The pathogen itself is just one part of the story, Iverson Cabral said. “It is important to me to have students, no matter their background or interest, see how microbiology connects to their lives either directly or indirectly.”

In his time capsule video, Dana held up his two passports — one American and one Palestinian, which he needs to visit his family in the occupied Palestinian territory of the West Bank. As a Palestinian, Dana said he’s had his fair share of complications crossing borders.

“The pandemic has shown me there’s very little difference between a Palestinian passport and an American passport in terms of being able to travel much,” he said. “The lesson is your privilege can be interrupted any time.”

The pandemic allows us to better understand the experiences of millions of people around the world who have fallen victim to political conditions beyond their control, Dana said, “We should strive to see our own individual suffering in relation to other people’s suffering.”

Multiple views

Lara Wahid

Lara Wahid at her laptop.

courtesy photo

One of the UW Bothell students, Lara Wahid, a junior who plans to major in Biology, appreciated the multiple points of view from all the faculty members and became more aware of different struggles. “”It did really open my eyes that other people view the world differently than I do,” Wahid said.

For her contribution to the time capsule, Wahid chose a photo of her laptop — “what you need to survive” when everything is virtual.

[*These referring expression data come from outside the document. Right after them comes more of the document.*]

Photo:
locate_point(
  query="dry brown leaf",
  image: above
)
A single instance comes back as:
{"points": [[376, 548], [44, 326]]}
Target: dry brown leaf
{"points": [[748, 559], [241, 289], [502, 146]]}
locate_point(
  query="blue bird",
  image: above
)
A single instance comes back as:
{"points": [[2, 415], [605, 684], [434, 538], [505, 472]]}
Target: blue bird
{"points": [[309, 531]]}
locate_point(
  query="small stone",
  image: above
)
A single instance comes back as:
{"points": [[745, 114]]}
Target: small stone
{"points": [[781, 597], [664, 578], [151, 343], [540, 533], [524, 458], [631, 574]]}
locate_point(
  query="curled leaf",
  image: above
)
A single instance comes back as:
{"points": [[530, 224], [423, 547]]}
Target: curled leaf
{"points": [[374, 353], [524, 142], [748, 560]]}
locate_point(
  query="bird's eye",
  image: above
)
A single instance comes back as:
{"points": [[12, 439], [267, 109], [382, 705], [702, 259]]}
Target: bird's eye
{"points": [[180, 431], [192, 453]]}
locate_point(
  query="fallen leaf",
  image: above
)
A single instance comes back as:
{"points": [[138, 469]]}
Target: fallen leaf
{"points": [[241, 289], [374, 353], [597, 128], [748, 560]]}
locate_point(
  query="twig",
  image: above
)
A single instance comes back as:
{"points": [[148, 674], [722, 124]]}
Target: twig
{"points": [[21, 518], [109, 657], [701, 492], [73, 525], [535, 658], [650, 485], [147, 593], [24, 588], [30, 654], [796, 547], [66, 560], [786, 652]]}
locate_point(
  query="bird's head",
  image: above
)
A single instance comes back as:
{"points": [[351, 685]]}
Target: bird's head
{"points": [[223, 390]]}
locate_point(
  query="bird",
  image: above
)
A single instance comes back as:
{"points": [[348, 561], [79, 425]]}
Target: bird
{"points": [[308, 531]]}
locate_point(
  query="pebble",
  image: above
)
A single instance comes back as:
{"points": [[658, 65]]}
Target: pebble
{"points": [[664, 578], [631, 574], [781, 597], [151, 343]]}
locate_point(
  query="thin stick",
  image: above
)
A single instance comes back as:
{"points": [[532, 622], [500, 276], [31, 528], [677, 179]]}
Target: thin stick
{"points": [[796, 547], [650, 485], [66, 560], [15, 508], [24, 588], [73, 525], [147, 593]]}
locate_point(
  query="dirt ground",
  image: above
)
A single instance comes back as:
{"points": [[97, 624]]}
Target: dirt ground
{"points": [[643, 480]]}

Even the young children Wahid oversees in her job at a YMCA in Mukilteo, Washington, have computers. “Their lives revolve around computers. Everything’s on computer. It’s just become an important part of everybody’s life.”

Arthur Watson

Arthur Watson

courtesy photo

Arthur Watson, a post-baccalaureate student in UW Bothell’s secondary/middle teacher certification program, liked how professors drew upon both their research interests and their personal experiences.

“My key takeaway is that the nexus of adversity in 2020 is not just a temporary crisis but a highly visible opportunity to reconsider many aspects of disproportionate adversity that many people perceive as ‘normal,’” Watson said.

Watson put a copy of the health care proxy for his elderly mother in the time capsule. The proxy was invoked to make Watson responsible for her health care decisions after she was taken to a facility where she contracted COVID-19. “Fortunately, she survived; however, that situation is still very challenging and will definitely be the most memorable part of 2020 for me,” he said.

Tumultuous time

Thankfully, 2020 is gone, said Hillyard, but she said she would not mind teaching another tri-campus course that helps students understand the world around them.

“This has been a great experience,” she said. “I’m so glad we did it.”